Anstatt jedoch seitens der EU-Regierungen einzugestehen, dass der Pakt in der vorliegenden Form nicht reformierbar ist und es in Zeiten der konjunkturellen Flaute nicht um Preisstabilität gehen kann, sondern darum gehen muss, eine andere Wirtschaftspolitik zu betreiben, anstatt also die Chance zu ergreifen, einen völlig neuen, anderen Pakt vorzuschlagen, schwor man sich in Brüssel erneut auf den Stabilitätspakt ein. Was als Reform präsentiert wurde, war nicht mehr als die offizielle Absegnung dessen, was bis dahin bereits praktiziert worden war: der Verzicht auf Sanktionen bei einem Verstoß gegen den Pakt, sofern stichhaltige Gründe vorliegen. Was die Bundesregierung darunter versteht, hatte sie bereits im Vorfeld unmissverständlich klar gemacht – garniert mit einem deutlichen Hinweis auf ihre hohen Nettozahlungen an die EU und die noch bevorstehenden Finanzverhandlungen. Und so war das Ergebnis dann auch ganz nach Wunsch von Bundeskanzler Schröder und Finanzminister Eichel: Als Sonderbelastung, die einen Verstoß gegen die Stabilitätskriterien rechtfertigen, gelten neben Forschungsausgaben zukünftig auch die so genannten Kosten der deutschen Einheit.

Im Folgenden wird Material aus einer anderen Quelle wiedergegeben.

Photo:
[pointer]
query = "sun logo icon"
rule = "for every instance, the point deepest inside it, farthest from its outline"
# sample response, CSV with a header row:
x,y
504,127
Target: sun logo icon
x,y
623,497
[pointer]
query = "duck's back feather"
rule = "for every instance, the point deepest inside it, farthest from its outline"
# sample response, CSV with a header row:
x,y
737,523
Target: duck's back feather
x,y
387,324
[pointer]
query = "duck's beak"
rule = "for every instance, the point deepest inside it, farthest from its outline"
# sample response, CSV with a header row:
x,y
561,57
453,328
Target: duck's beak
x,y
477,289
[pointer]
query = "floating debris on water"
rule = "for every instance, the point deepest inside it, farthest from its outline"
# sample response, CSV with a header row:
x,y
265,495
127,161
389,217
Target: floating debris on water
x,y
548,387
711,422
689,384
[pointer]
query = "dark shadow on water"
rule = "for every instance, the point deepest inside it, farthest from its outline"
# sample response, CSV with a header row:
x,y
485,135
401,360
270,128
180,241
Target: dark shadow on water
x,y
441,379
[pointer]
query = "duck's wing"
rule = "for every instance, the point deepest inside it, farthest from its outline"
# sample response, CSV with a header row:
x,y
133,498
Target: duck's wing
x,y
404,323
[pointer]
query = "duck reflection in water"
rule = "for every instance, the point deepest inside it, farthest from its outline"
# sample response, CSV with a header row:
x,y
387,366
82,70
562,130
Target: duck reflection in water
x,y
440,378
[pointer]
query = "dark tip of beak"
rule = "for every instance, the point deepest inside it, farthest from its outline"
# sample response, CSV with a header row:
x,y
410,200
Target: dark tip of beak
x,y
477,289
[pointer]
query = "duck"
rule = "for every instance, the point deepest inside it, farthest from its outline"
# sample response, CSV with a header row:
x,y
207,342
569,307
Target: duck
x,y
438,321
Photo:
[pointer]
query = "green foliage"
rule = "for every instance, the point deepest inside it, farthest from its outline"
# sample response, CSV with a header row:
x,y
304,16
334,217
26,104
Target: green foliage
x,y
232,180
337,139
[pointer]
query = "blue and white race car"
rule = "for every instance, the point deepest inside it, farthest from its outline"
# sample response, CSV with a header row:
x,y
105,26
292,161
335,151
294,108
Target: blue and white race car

Darüber hinaus holte sich die Bundesregierung quasi den offiziellen EU-Segen für ihre Sozialkahlschlagspolitik. Maßnahmen für Strukturreformen gehören ebenfalls zu den mildernden Umständen.
An der grundlegenden Zielsetzung des Stabilitätspakts wurde jedoch nicht gerüttelt. Der Pakt fügt sich weiterhin passgenau in das EU-Konzept der Schaffung einer Union ein, die vor allem das Wohl der Großkonzerne und die Zerschlagung des europäischen Sozialmodells im Sinne hat. Dass der Stabilitätspakt zum integralen Bestandteil des EU-Verfassungsvertrags avancierte, der die neoliberale Grundausrichtung der EU zementiert, unterstreicht dies zusätzlich: Preisstabilität findet sich sowohl in den Zielbestimmungen der EU (Artikel I-3) als auch als zentrales Element in den Ausführungen zur Wirtschafts- und Währungspolitik der Union (III-177ff.)
Vertan wurde in Brüssel die Chance, einen Pakt zu schaffen, der in der EU tatsächlich gebraucht wird: Einen Sozialpakt, der Armut und Arbeitslosigkeit wirksam bekämpft und in dessen Mittelpunkt die Bedürfnisse der Menschen stehen und nicht die der Konzerne in Europa. Die jetzt beschlossene Reform des Stabilitätspakts ist nichts als eine kosmetische Maßnahme, die einzig dazu dient, ein verfehltes Konzept am Leben zu erhalten.